Pour que le gouvernement prenne toute la mesure du rôle des missions locales en matière d'insertion sociale et professionnelle des jeunes, il a fallu la dynamique créée par la concertation sur la politique de la jeunesse menée par l'entremise de la commission Hirsch. A cette occasion, en juin 2009, les organisations syndicales des salariés des missions locales et l'UNML (Union nationale des missions locales), très investies dans la discussion, ont fédéré leurs efforts pour faire valoir leurs spécificités via un « Manifeste pour une politique ambitieuse de la jeunesse » (2). Dans la foulée, le plan « Agir pour la jeunesse », qui constitue la mise en oeuvre du Livre vert pour la jeunesse de juillet 2009, a scellé ce basculement symbolique : le réseau des missions locales est revenu sur le devant de la scène comme acteur central de l'insertion des jeunes. « Pas un seul autre réseau d'insertion en France n'était capable de recevoir un million de jeunes piétinant aux portes du marché du travail », analyse le sociologue Philippe Labbé, qui rappelle que le réseau peut s'appuyer avec efficacité sur près de 500 structures et 11 000 professionnels répartis sur l'ensemble du territoire. « Le gouvernement s'est soudain rendu compte qu'il ne fallait pas casser cet outil opérationnel qui s'adapte très vite à la commande publique », précise Serge Papp. « C'est le seul qui marche vraiment ! », s'exclame-t-on d'ailleurs au CNML (Conseil national des missions locales). En témoignent, malgré le contexte difficile, les (relativement) bons chiffres du CIVIS (contrat d'insertion dans la vie sociale) - au coeur de l'accompagnement proposé par les missions locales depuis sa création en 2005 - qui affichait, en 2008, 51 % d'entrées en formation ou de retours à l'emploi à son terme.

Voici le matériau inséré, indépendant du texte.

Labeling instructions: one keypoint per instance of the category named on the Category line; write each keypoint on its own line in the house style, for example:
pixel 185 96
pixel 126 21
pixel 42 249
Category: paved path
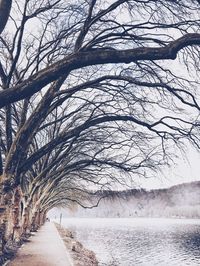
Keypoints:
pixel 45 248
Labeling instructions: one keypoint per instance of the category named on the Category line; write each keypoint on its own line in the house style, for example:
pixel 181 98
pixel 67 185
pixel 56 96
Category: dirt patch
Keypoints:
pixel 81 256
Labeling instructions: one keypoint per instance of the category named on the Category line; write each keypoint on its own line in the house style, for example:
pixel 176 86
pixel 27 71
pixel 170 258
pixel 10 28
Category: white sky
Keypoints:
pixel 187 169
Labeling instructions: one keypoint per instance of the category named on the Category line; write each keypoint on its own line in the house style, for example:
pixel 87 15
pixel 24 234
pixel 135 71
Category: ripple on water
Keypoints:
pixel 143 242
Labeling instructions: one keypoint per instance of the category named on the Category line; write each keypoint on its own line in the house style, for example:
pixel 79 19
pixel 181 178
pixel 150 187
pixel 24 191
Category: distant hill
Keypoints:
pixel 178 201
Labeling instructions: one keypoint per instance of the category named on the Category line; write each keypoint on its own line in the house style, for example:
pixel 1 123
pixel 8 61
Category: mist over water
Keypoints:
pixel 139 241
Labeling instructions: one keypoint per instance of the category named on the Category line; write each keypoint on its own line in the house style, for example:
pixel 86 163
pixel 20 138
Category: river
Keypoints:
pixel 139 241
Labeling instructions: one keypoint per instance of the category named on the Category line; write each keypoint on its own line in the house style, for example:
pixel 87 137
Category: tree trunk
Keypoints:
pixel 10 218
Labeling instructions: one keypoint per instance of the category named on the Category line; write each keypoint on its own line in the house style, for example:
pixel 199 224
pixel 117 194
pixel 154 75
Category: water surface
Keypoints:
pixel 146 242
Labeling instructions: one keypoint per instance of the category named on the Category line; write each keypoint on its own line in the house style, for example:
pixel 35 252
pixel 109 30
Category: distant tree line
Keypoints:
pixel 93 93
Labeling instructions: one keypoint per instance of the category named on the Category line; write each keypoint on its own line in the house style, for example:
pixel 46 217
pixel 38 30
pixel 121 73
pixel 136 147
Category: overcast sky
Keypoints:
pixel 187 169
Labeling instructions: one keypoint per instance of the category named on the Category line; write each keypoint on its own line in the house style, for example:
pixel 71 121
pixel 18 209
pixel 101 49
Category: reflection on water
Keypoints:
pixel 146 242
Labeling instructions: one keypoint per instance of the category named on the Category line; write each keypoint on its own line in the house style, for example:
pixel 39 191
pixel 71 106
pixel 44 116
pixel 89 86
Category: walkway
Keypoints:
pixel 45 248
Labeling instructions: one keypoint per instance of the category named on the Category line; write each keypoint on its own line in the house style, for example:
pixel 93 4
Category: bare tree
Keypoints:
pixel 89 90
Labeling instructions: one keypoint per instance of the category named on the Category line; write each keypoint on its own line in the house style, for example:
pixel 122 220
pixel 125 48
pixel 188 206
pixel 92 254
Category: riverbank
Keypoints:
pixel 44 248
pixel 80 255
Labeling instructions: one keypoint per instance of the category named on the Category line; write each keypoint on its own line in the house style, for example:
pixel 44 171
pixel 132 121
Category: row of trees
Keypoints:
pixel 90 98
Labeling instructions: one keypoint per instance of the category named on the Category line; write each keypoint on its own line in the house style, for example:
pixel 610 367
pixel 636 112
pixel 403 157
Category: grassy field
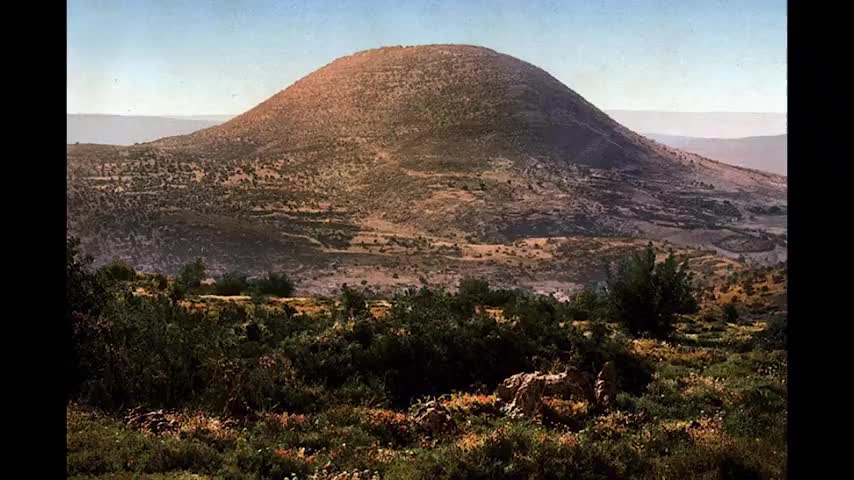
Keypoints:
pixel 709 403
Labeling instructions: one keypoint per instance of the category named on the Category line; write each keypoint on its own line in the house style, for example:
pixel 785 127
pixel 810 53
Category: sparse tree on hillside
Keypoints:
pixel 118 270
pixel 646 296
pixel 191 274
pixel 231 283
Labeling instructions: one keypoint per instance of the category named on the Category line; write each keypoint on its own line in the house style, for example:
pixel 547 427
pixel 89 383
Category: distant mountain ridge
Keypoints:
pixel 703 124
pixel 127 130
pixel 766 153
pixel 459 144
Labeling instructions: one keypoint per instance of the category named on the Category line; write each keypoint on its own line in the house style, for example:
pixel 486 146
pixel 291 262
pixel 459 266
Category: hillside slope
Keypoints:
pixel 444 144
pixel 766 153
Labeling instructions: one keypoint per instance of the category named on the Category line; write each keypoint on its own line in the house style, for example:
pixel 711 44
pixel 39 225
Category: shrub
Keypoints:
pixel 730 311
pixel 646 296
pixel 277 284
pixel 353 301
pixel 775 335
pixel 191 274
pixel 118 270
pixel 231 283
pixel 160 282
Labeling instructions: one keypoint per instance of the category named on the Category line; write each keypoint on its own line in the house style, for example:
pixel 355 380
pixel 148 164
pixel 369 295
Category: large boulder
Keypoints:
pixel 528 398
pixel 569 384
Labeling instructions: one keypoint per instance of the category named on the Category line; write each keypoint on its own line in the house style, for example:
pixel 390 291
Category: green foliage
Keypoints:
pixel 589 304
pixel 160 282
pixel 646 296
pixel 191 274
pixel 118 270
pixel 354 302
pixel 473 291
pixel 775 335
pixel 274 283
pixel 730 311
pixel 231 283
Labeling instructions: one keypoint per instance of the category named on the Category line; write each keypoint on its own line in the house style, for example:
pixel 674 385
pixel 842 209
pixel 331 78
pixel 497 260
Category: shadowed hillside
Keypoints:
pixel 410 154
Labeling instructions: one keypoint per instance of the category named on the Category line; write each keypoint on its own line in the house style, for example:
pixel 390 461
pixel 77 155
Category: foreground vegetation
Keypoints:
pixel 259 389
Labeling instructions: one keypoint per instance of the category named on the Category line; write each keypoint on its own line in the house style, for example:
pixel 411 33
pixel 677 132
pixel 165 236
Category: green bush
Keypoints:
pixel 646 296
pixel 231 283
pixel 118 270
pixel 730 311
pixel 191 274
pixel 276 284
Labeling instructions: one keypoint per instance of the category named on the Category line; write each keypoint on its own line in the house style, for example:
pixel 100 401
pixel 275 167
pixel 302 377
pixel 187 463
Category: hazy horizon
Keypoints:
pixel 190 58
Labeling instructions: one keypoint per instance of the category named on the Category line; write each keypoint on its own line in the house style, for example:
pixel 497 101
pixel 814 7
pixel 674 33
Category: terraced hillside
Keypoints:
pixel 456 147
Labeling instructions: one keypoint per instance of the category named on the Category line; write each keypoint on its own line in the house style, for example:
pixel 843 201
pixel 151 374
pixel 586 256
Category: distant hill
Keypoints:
pixel 703 124
pixel 426 150
pixel 767 153
pixel 127 130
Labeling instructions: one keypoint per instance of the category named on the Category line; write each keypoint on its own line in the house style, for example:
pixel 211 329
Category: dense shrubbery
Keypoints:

Au-delà de la reconnaissance de leur efficacité, les missions locales, qui ont eu - enfin - le sentiment d'avoir été entendues, ont accueilli avec satisfaction les mesures annoncées dans le plan « Agir pour la jeunesse ». Néanmoins de nombreuses incertitudes apparaissent au fur et à mesure que celui-ci entre dans sa phase opérationnelle. « Sa mise en oeuvre se revèle plus complexe que prévu », constate Annie Jeanne. En tête des motifs d'inquiétude : le financement. L'effort de l'Etat est pourtant perceptible sur ce terrain : aux 40 millions d'euros supplémentaires dégagés en 2010 pour renforcer les moyens humains du réseau - rendant possible l'embauche de deux conseillers additionnels par mission locale en moyenne - s'ajoutent la consolidation des associations régionales des missions locales, qui voient leur budget augmenter de 50 % (ce qui permettra de mutualiser les pratiques et de faciliter l'outillage des missions locales les plus petites), la hausse de l'enveloppe allouée au FIPJ (Fonds pour l'insertion professionnelle des jeunes), dont 30 millions d'euros dédiés principalement aux actions en faveur de la mobilité, ainsi que le renforcement du CIVIS à hauteur de 90 millions d'euros. Mais, issue en grande partie du plan de relance, la manne n'est pas pérenne. « Si la machine repart, l'insertion des jeunes restera-t-elle une priorité alors qu'on sait qu'il existe un phénomène structurel de décalage entre la sortie du système scolaire et l'entrée dans le marché de l'emploi ? », s'interroge Michel Abhervé, professeur associé à l'université de Marne-la-Vallée et spécialiste des questions d'insertion et d'emploi. En outre, selon le Synami, les 40 millions d'euros annoncés dans le plan « Agir pour la jeunesse » ne représenteraient qu'une augmentation de 8,4 % du budget global des missions locales - « ce qui n'a rien d'un changement d'échelle », commente Serge Papp. Selon le secrétaire national du syndicat, cette somme permettra tout juste de conserver les emplois menacés. A ce titre, la comparaison avec les 85 millions d'euros par an alloués au contrat d'autonomie (sur trois ans) peut expliquer l'incrédulité des acteurs du réseau.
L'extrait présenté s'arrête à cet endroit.